Pakistan 'regrets' India's snub to US offer to mediate on Kashmir
Pakistan on Thursday expressed regret at India's snub to the United States offer to help resolve the Kashmir issue between the two neighbours, saying New Delhi as usual "reacted negatively" to the proposal.
Foreign Office spokesperson Nafees Zakaria said Pakistan has always welcomed offers of mediation, which has been made by various countries, to resolve the Kashmir issue.
"India as usual reacted negatively to the US offer. India wants to speak of terrorism. We also insist on speaking of terrorism, which forms one of the elements of the comprehensive dialogue process," he said.
The US Ambassador to the UN, Nikki Haley, had said on Monday that the US would try and "find its place" in efforts to de-escalate tensions between India and Pakistan.

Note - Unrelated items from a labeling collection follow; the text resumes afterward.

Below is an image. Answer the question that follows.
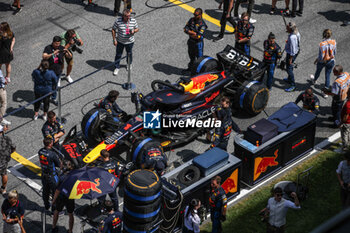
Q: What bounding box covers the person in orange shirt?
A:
[310,29,337,98]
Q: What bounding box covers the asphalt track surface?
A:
[0,0,350,232]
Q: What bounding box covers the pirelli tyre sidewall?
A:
[191,56,220,76]
[125,169,162,204]
[178,165,201,186]
[235,81,270,116]
[129,138,162,168]
[123,198,162,223]
[123,215,159,233]
[81,108,108,143]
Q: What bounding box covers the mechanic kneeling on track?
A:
[209,96,241,150]
[38,138,62,210]
[209,176,227,233]
[99,201,123,233]
[136,139,168,176]
[97,150,121,211]
[41,111,65,149]
[98,90,127,122]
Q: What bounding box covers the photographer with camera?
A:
[42,36,72,105]
[182,199,201,233]
[336,151,350,209]
[60,29,84,83]
[1,190,25,233]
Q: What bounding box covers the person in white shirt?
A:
[260,187,300,233]
[182,199,201,233]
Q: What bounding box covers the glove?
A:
[220,215,226,222]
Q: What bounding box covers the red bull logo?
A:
[221,169,238,194]
[254,149,278,181]
[69,178,102,199]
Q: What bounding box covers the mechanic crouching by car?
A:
[295,88,320,114]
[263,32,282,90]
[99,201,123,233]
[184,8,208,72]
[235,12,254,56]
[60,29,84,83]
[98,90,127,122]
[209,176,227,233]
[97,150,121,211]
[38,137,62,210]
[209,96,241,150]
[41,111,65,149]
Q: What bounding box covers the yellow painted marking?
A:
[11,152,41,176]
[168,0,235,32]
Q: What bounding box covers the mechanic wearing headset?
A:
[235,12,254,56]
[141,143,168,176]
[209,96,241,150]
[184,8,208,71]
[38,137,62,210]
[295,88,320,114]
[209,176,227,233]
[98,90,127,122]
[41,111,65,149]
[263,32,282,90]
[97,149,121,211]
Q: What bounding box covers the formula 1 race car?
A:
[81,45,269,163]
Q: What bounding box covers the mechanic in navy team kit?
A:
[97,150,121,211]
[99,201,123,233]
[51,161,75,233]
[184,8,208,71]
[209,176,227,233]
[235,12,254,56]
[295,88,320,114]
[263,32,282,90]
[98,90,127,122]
[141,140,168,176]
[209,96,241,150]
[38,137,62,210]
[41,111,65,148]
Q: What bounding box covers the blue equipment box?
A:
[193,147,229,177]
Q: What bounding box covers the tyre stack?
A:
[123,169,162,233]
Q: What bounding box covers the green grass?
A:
[201,147,342,233]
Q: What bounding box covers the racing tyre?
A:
[123,215,159,233]
[81,108,107,143]
[178,165,201,186]
[191,56,220,76]
[236,81,269,116]
[123,198,161,224]
[124,169,162,205]
[129,138,161,167]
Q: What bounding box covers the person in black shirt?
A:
[184,8,208,71]
[99,201,123,233]
[41,111,65,149]
[51,161,75,233]
[209,176,227,233]
[98,90,127,122]
[1,190,25,233]
[43,36,72,105]
[235,12,254,56]
[263,32,282,90]
[38,138,62,210]
[214,0,236,42]
[209,96,241,150]
[295,88,320,114]
[97,150,121,211]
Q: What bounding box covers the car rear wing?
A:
[217,45,265,79]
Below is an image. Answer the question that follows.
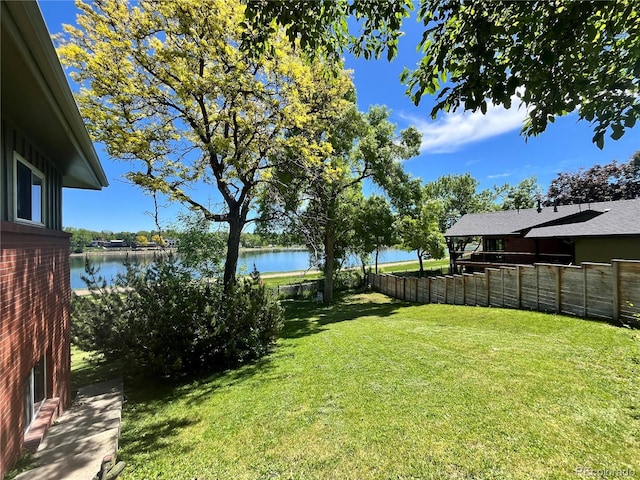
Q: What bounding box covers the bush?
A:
[72,259,284,376]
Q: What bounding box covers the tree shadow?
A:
[280,293,409,339]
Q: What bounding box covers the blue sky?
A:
[39,0,640,232]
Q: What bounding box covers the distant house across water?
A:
[445,199,640,271]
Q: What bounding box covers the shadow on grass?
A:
[71,353,123,396]
[120,417,198,460]
[280,293,407,339]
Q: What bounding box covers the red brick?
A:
[0,222,71,478]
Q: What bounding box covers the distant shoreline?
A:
[69,247,308,258]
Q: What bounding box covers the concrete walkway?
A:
[16,379,122,480]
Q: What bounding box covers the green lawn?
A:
[106,294,640,480]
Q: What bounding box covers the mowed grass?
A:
[112,293,640,480]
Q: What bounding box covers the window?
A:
[24,356,46,432]
[14,153,44,225]
[486,238,504,252]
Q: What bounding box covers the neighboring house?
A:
[0,0,108,478]
[445,199,640,271]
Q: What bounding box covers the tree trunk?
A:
[223,213,244,291]
[323,228,336,303]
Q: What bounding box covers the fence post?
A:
[516,265,522,308]
[582,263,589,318]
[535,264,540,312]
[556,267,562,313]
[611,260,620,322]
[484,268,491,307]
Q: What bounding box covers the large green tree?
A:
[59,0,344,285]
[245,0,640,148]
[398,200,446,275]
[262,105,420,303]
[545,151,640,205]
[354,195,396,274]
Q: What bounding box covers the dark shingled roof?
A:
[445,198,640,238]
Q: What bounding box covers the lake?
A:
[71,249,417,289]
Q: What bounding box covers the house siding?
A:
[573,237,640,264]
[0,221,71,478]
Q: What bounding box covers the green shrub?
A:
[333,270,364,291]
[72,259,283,376]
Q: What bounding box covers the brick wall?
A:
[0,222,71,479]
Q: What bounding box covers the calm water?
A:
[71,249,417,288]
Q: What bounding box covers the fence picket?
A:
[369,260,640,326]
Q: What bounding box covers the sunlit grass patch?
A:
[116,294,640,479]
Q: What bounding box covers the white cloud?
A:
[401,97,527,153]
[487,172,512,179]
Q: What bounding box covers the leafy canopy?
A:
[245,0,640,148]
[59,0,352,284]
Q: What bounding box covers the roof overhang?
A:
[0,1,109,190]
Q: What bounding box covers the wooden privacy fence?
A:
[369,260,640,325]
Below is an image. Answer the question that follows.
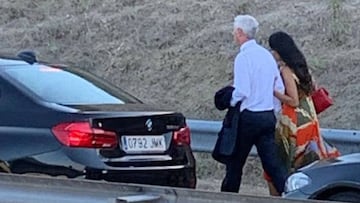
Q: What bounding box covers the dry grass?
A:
[0,0,360,194]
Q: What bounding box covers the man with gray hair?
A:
[221,15,287,194]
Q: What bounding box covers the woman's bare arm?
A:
[274,67,299,107]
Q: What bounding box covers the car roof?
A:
[0,51,47,68]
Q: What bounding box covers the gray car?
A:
[283,153,360,202]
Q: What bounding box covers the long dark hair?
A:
[269,31,313,95]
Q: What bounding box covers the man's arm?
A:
[230,54,250,106]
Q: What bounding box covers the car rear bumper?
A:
[85,167,196,188]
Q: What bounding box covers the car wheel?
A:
[0,161,10,173]
[327,191,360,202]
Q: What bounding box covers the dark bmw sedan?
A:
[0,52,196,188]
[284,153,360,202]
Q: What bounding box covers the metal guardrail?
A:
[0,174,330,203]
[186,119,360,155]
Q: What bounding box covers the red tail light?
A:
[52,122,118,148]
[173,126,190,145]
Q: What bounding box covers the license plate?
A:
[121,135,165,153]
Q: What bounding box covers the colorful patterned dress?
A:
[275,94,340,172]
[264,75,340,182]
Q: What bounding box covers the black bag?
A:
[211,104,240,164]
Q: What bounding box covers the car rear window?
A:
[5,65,140,105]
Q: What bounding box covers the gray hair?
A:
[234,15,259,39]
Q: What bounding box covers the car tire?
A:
[0,161,10,173]
[327,191,360,202]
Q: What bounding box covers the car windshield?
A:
[5,65,140,105]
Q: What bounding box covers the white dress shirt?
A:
[231,40,285,112]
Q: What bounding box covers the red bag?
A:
[311,87,333,114]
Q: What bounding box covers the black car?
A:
[283,153,360,202]
[0,52,196,188]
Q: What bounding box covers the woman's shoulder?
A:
[280,65,300,84]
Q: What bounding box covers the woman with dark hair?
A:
[265,32,340,195]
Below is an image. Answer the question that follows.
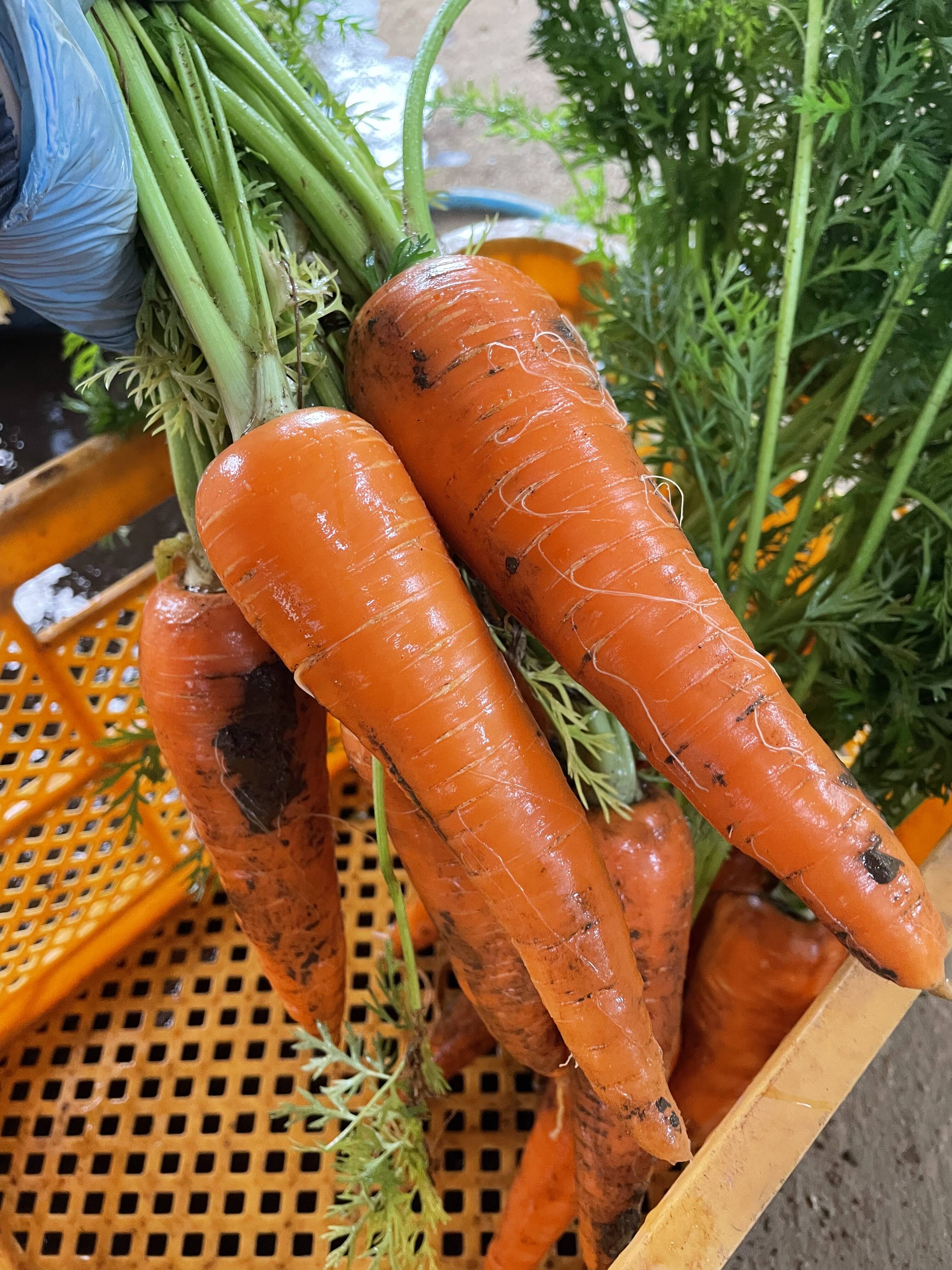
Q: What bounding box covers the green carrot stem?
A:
[790,644,823,705]
[127,116,254,441]
[734,0,823,615]
[404,0,470,240]
[774,155,952,587]
[165,406,204,542]
[373,758,423,1015]
[159,88,214,197]
[182,0,400,254]
[834,351,952,596]
[118,0,182,98]
[214,79,380,295]
[188,41,278,363]
[93,3,251,348]
[585,707,641,814]
[905,485,952,529]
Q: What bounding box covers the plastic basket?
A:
[0,226,952,1270]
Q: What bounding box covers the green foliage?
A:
[383,234,433,282]
[96,726,165,838]
[62,331,145,437]
[492,0,952,823]
[461,569,637,815]
[273,945,448,1270]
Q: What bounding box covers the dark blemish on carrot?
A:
[859,834,903,886]
[410,348,433,390]
[594,1194,647,1261]
[552,315,575,344]
[212,659,303,833]
[833,931,899,983]
[734,696,764,723]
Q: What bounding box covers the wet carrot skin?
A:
[196,410,687,1159]
[140,577,347,1035]
[570,786,694,1270]
[430,992,496,1081]
[340,728,567,1076]
[672,893,847,1149]
[390,894,439,956]
[588,786,694,1074]
[485,1081,575,1270]
[348,256,946,988]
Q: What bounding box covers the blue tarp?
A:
[0,0,142,352]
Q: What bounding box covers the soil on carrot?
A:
[214,661,303,833]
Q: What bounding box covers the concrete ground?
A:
[380,0,952,1270]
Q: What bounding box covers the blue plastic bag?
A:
[0,0,142,352]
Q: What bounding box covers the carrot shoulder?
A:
[342,728,566,1076]
[348,256,946,988]
[390,899,439,956]
[196,410,687,1159]
[140,577,347,1035]
[672,893,847,1149]
[429,992,496,1081]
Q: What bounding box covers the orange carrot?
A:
[571,789,695,1270]
[690,847,777,980]
[430,992,496,1081]
[342,728,566,1076]
[589,785,694,1073]
[196,410,687,1159]
[672,894,847,1149]
[348,256,946,988]
[484,1081,575,1270]
[387,899,439,956]
[140,577,345,1035]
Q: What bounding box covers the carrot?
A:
[342,728,566,1076]
[690,847,777,985]
[387,899,439,956]
[589,786,694,1073]
[430,992,496,1081]
[484,1081,575,1270]
[672,894,847,1149]
[196,410,687,1159]
[140,577,345,1035]
[348,256,946,988]
[571,789,695,1270]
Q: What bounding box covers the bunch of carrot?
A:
[86,0,944,1266]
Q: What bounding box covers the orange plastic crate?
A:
[0,227,952,1270]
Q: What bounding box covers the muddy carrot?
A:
[570,786,694,1270]
[485,1081,575,1270]
[342,728,567,1076]
[348,255,946,988]
[690,847,777,980]
[196,410,687,1159]
[140,577,345,1035]
[672,893,845,1149]
[430,992,496,1081]
[391,899,438,956]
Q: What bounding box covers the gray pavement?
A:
[380,0,952,1270]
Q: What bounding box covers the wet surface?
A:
[0,331,184,630]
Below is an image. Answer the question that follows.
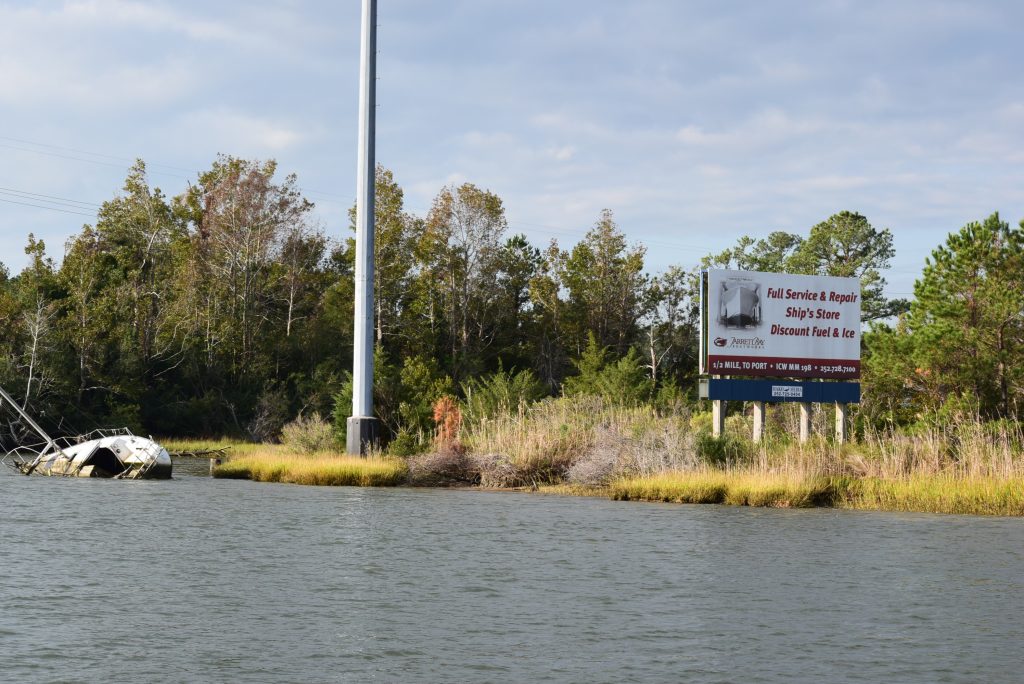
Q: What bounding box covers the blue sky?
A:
[0,0,1024,295]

Speaking at the weekly press briefing, Zakaria said resolution of the Kashmir issue in accordance with the wishes of Kashmiri people and UN resolutions is the only way for durable peace in the region.
Accusing India of "trying to hide the atrocities in Kashmir", the spokesperson said that the protests during Prime Minister Narendra Modi's Kashmir visit recently are reflective of the "strong prevailing sentiment of the Kashmiri people".
Zakaria said that alleged Indian ceasefire violations are attempts to divert the attention of the international community from the deteriorating situation in Kashmir.
"Our forces act responsibly and with restraint returning fire only when fired upon. We regularly report the incidents to the UNMOGIP, who in turn submit their report to the UN Secretary General. International Community is realising the threat to the regional peace posed by the Indian belligerent posture," he said.
He also accused India of involvement in terrorism, saying that it has "irrefutable" evidence about it.
"Kulbhushan Yadav and many other examples are irrefutable proof of Indian involvement in Pakistan," he said.
Commenting on a New York Times report about India may be reinterpreting its nuclear weapons doctrine of 'No-First Use', he said Pakistan has long maintained that the ambiguous no-first use declaration is not verifiable and hence nothing more than an empty political statement.
"It cannot substitute for verifiable arms control and restraint measures. In taking appropriate security measures, Pakistan has to consider capabilities and not intentions which can change anytime.
"It goes without saying that the talk about pre-emption in a nuclearized South Asia is highly irresponsible and dangerous and will not help the cause of promoting strategic restraint and stability in the region," he said.